Berangkat dari keresahan menyikapi tantangan era masyarakat 5.0, santri Farobi kelas 3 Ulya Madrasah Matholiul Huda menggelar talkshow bertajuk Serambi (Sarasehan Santri Jaman Mbiyen) Bersama KH Is’adur Rofiq (22/12). Betempat di Masjid Baiturrahman, tema yang dibicarakan adalah mengimplementasikan dawuh Kyai Yahya tentang tujuan mondok di era society 5.0. Dawuh Kyai Yahya yang dimaksud tak lain adalah “Nomer siji ngaji nomer loro sekolah. Insyallah hasil karo-karone”.
Jauh hari sebelum mengasuh PPSQ Sholahul Huda Al-Mujahidin, Tumpang, KH Is’adur Rofiq lebih dulu nyantri di PP Miftahul Huda, Gading selama kurun waktu 1988-1995 dalam periode kepengasuhan KH Abdurrochim Amrullah Yahya. Jauh hari sebelum mengemban Amanah sebagai Wakil Syuriah MWC NU Tumpang, beliau lebih dulu mengemban Amanah sebagai kepala komplek (Kaplek) Sunan Maulana Malik Ibrahim plus penanggungjawab poliklinik Pondok Gading. Sebagaimana Sahabat Santri PP Miftahul Huda sekarang, beliau dulu juga menyandang status ganda yakni sebagai santri Pondok Gading sekaligus mahasiswa Universitas Kanjuruhan Malang. Namun demikian, dua identitas yang melekat pada diri beliau – beserta kesibukan yang menyertai tak lantas menjadi penghambat dalam tholabul ilmi di Pondok Gading.

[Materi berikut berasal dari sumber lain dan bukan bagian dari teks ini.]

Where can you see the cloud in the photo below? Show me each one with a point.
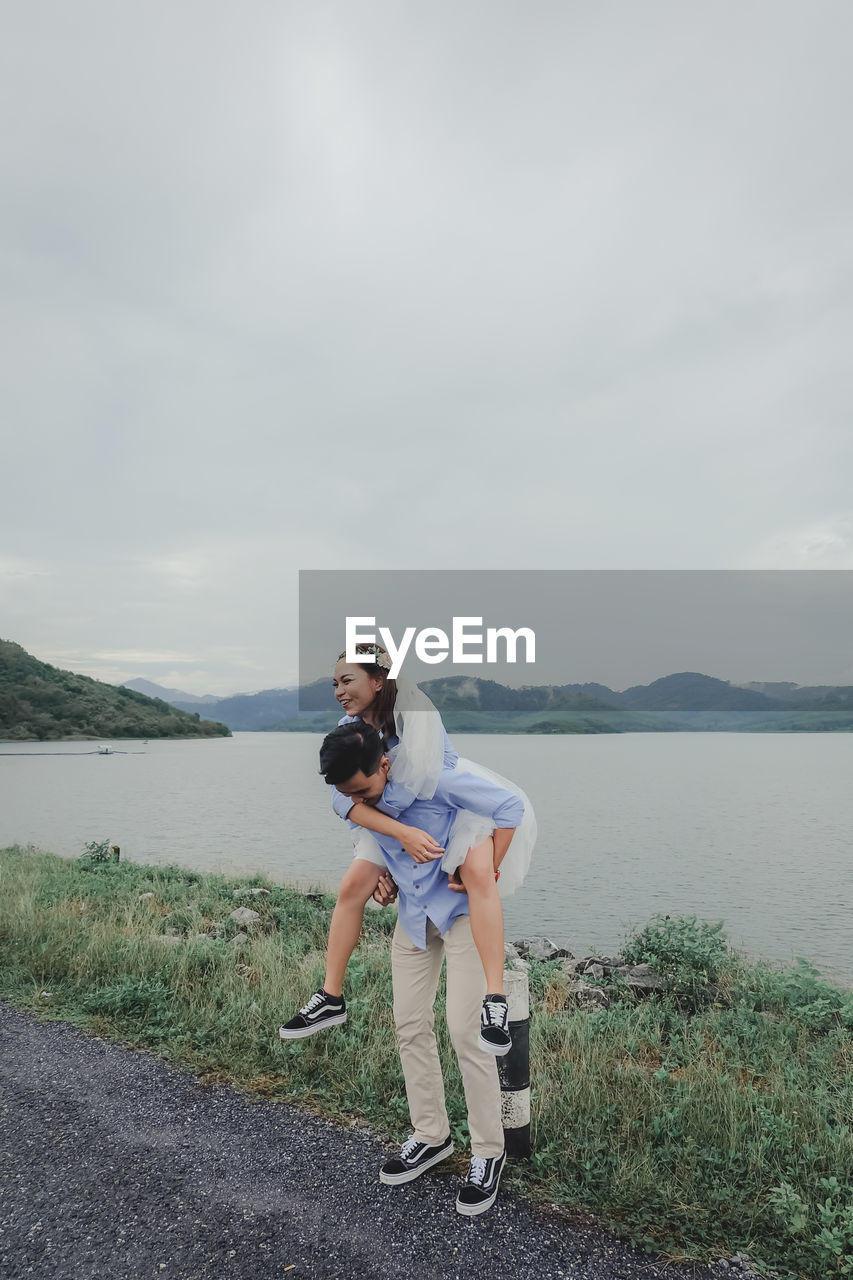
(313, 286)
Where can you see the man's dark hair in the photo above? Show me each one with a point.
(349, 749)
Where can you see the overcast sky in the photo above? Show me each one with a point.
(379, 286)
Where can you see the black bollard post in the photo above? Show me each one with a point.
(514, 1069)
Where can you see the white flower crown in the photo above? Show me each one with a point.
(383, 658)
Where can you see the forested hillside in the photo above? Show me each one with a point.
(39, 702)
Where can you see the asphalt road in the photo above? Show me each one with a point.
(114, 1164)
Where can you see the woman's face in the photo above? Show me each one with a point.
(354, 688)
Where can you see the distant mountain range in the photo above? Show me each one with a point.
(44, 703)
(685, 700)
(168, 695)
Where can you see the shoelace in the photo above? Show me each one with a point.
(314, 1002)
(407, 1147)
(496, 1013)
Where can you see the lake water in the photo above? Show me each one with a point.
(755, 830)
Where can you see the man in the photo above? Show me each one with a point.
(433, 926)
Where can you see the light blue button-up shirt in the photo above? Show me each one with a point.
(395, 798)
(424, 892)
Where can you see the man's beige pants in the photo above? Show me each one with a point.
(415, 982)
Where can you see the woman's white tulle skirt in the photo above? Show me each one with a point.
(470, 830)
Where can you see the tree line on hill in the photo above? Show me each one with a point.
(44, 703)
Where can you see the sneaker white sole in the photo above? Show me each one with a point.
(473, 1210)
(409, 1176)
(284, 1033)
(498, 1050)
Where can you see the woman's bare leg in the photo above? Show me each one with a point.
(477, 874)
(356, 888)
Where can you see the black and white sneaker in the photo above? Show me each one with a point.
(322, 1010)
(495, 1036)
(479, 1189)
(414, 1160)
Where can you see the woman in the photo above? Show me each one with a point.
(475, 856)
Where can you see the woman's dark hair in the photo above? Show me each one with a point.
(349, 749)
(387, 695)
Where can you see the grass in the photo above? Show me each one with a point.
(710, 1120)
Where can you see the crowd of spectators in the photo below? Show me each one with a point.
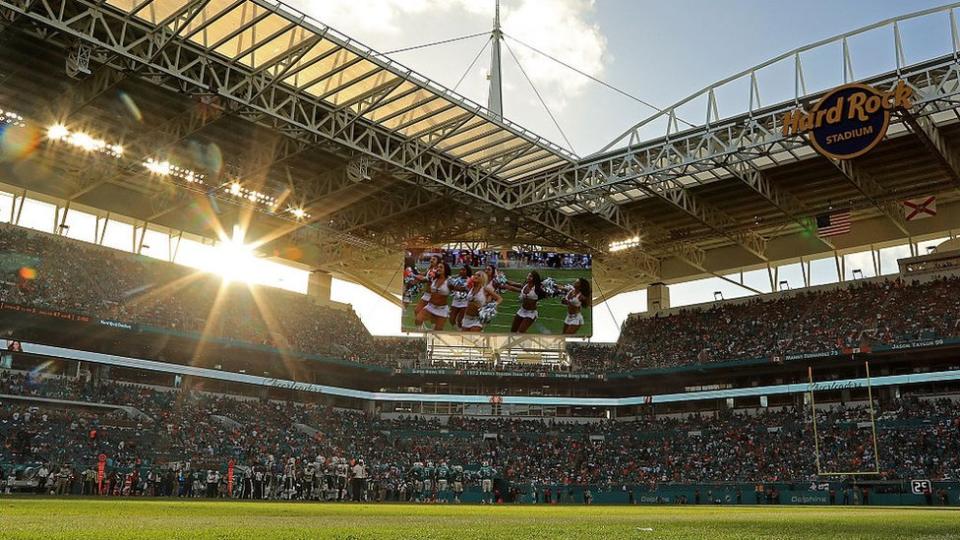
(861, 315)
(57, 273)
(52, 272)
(191, 431)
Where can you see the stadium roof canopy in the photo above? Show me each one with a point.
(276, 112)
(290, 48)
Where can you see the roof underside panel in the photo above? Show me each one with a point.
(271, 38)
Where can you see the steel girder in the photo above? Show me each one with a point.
(675, 159)
(123, 42)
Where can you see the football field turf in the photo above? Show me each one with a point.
(198, 519)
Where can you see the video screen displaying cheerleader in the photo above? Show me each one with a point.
(497, 292)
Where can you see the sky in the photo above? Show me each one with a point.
(658, 51)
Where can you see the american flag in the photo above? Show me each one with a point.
(833, 224)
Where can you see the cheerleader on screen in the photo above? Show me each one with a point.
(459, 303)
(530, 293)
(479, 294)
(428, 278)
(437, 309)
(576, 299)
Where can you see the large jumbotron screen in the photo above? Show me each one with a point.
(497, 291)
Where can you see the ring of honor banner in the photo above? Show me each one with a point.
(497, 291)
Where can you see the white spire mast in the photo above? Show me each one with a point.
(495, 99)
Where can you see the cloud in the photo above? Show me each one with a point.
(383, 17)
(563, 29)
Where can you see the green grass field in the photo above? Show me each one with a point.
(551, 311)
(146, 519)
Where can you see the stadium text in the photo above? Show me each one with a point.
(850, 120)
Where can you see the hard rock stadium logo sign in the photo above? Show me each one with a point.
(850, 120)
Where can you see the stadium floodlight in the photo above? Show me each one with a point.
(11, 118)
(298, 212)
(159, 168)
(237, 190)
(621, 245)
(83, 141)
(57, 132)
(165, 168)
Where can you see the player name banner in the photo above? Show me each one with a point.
(494, 373)
(43, 312)
(810, 356)
(919, 344)
(116, 324)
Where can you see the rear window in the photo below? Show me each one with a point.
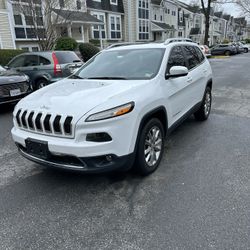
(67, 57)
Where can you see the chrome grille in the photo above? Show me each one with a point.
(45, 123)
(6, 88)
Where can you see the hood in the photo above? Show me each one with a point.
(9, 76)
(75, 97)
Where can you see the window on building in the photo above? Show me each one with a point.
(96, 28)
(29, 20)
(18, 20)
(31, 33)
(115, 27)
(20, 33)
(143, 19)
(61, 3)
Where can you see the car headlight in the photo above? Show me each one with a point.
(111, 113)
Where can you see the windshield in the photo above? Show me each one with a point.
(129, 64)
(2, 69)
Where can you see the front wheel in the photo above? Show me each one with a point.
(150, 147)
(204, 111)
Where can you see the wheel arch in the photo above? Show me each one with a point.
(160, 113)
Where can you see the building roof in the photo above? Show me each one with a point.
(163, 26)
(77, 16)
(195, 31)
(105, 5)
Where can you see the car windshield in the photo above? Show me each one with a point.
(128, 64)
(2, 69)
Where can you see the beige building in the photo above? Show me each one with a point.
(6, 31)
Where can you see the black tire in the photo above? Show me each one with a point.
(141, 165)
(41, 83)
(204, 111)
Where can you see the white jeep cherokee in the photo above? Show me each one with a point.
(115, 111)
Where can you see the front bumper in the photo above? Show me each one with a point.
(98, 164)
(14, 99)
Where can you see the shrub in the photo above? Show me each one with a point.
(66, 43)
(95, 42)
(7, 54)
(87, 51)
(225, 41)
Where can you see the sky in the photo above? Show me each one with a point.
(228, 8)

Pada kesempatan talkshow, KH Is’adur Rofiq memberikan penguatan kepada para santri yang hadir untuk kembali menyelaraskan niat mondok sesuai dawuh Kyai Yahya “Nomer siji ngaji nomer loro sekolah. Insyallah hasil karo-karone”. Sebelum bercerita ihwal pengalaman selama nyantri di Pondok Gading, KH Is’adur Rofiq mengutip QS. As-Syuro ayat 20:
مَنْ كَانَ يُرِيْدُ حَرْثَ الْاٰخِرَةِ نَزِدْ لَهٗ فِيْ حَرْثِهٖۚ وَمَنْ كَانَ يُرِيْدُ حَرْثَ الدُّنْيَا نُؤْتِهٖ مِنْهَاۙ وَمَا لَهٗ فِى الْاٰخِرَةِ مِنْ نَّصِيْبٍ
Artinya: Barangsiapa menghendaki keuntungan di akhirat akan Kami tambahkan keuntungan itu baginya dan barangsiapa menghendaki keuntungan di dunia Kami berikan kepadanya sebagian darinya (keuntungan dunia), tetapi dia tidak akan mendapat bagian di akhirat.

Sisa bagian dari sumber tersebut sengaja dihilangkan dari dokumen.